Okay, reach out. Suggest meeting... where? Definitely not another coffee shop. Gods, no. The memory of those six vastly different, yet equally potent mugs from the experiment earlier in the week, the lingering acidic tang that felt permanently etched onto his taste buds, the caffeine headache that had finally subsided this morning... the mere thought of smelling freshly ground coffee beans right now made his stomach churn slightly. He needed a serious break from coffee, maybe permanently, or most probably a week or two, when he’d feel the irresistible draw of caffeine again. He mentally scanned alternatives. Drinks felt too much like a date, carried implications he wasn't ready for. Lunch seemed too formal, too much potential for awkward silences or probing questions. What was casual, quick, neutral ground, and decidedly not coffee? Bubble tea? Yeah. Sugary, trendy enough to be unremarkable, distracting with all the chewing. Everyone seemed to drink that stuff. Perfect.

He typed, deleted, then typed again, crafting the message carefully:

Theo: Hey Sarah. Thinking more about your project & the job situation. Still think caution is wise, but your passion is convincing. If you want to bounce more specific ideas around sometime next week, maybe over bubble tea instead of more caffeine?
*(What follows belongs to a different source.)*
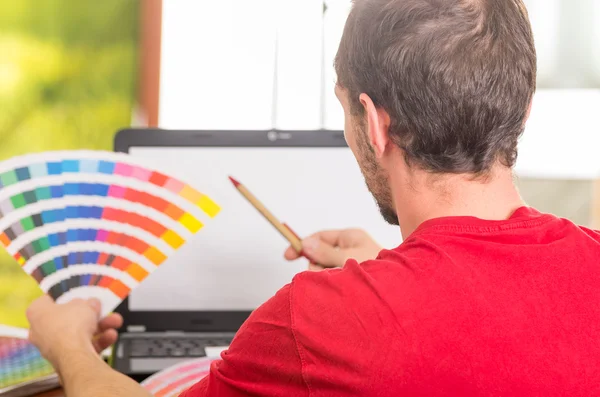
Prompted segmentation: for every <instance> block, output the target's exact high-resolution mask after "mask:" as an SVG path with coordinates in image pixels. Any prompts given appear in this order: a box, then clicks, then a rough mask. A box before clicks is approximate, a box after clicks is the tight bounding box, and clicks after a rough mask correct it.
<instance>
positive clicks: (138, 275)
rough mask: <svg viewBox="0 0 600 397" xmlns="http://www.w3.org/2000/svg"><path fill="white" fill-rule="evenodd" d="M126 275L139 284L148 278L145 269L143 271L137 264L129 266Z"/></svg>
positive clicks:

Let me know.

He hit send before he could second-guess himself. The reply came back almost instantly.

Sarah: Bubble tea!! YES! Awesome idea (seriously cannot face more coffee rn lol). How about Tuesday afternoon? My treat this time! And thanks Theo, really appreciate the input (and the pragmatism!). You have no idea how much talking it through helps. 😊

Theo read her enthusiastic reply, a faint, unfamiliar warmth spreading through his chest. Tuesday. Okay. He could handle that.

The rest of the weekend passed in a state of restless anticipation. Theo spent hours trying to trigger the System screen again, meditating, focusing on his bank balance, trying different mental commands, all with zero success. It remained stubbornly hidden. He further tested the enhance/un-enhance mechanics on various household objects, confirming the rules he’d deduced. Ten +1 enhancements per day. Unlimited un-enhancements, which cost no charge. Timed reversals worked flawlessly.

Sunday night arrived. He found himself unable to settle. The timed enhancements on the chicken shop equipment were due to expire sometime overnight. Would there be a noticeable difference tomorrow? Would enhancing the tools truly elevate the food, even with the indifferent son at the helm? The potential success of this low-key experiment felt disproportionately important, a key data point for his entire future strategy. He paced his apartment, the lingering effects of the coffee experiment earlier in the week perhaps still contributing to his inability to relax, but mostly it was the raw, impatient excitement of waiting for the results. The climb was slow, but he felt, finally, like he might have found a safer, smarter path upwards.

Theodore Sterling - Financial Ledger (End of Week 15)

Status: Week focused on analysing previous discoveries and initiating new experiments. No income generated. Confirmed 'Un-Enhance' ability (Level 1 reward) and its rules (no charge cost, unlimited use, timed reversal). Successfully tested hypothesis that enhancing tools impacts output quality via controlled coffee experiment. Initiated real-world 'Tool Enhancement' test at local chicken shop (timed enhancement on equipment). Continued research into low-visibility ventures. Re-established contact with Sarah, meeting scheduled. Financial reserves remain strong (~$59.5k). Awaiting results of chicken shop experiment to validate new strategic direction.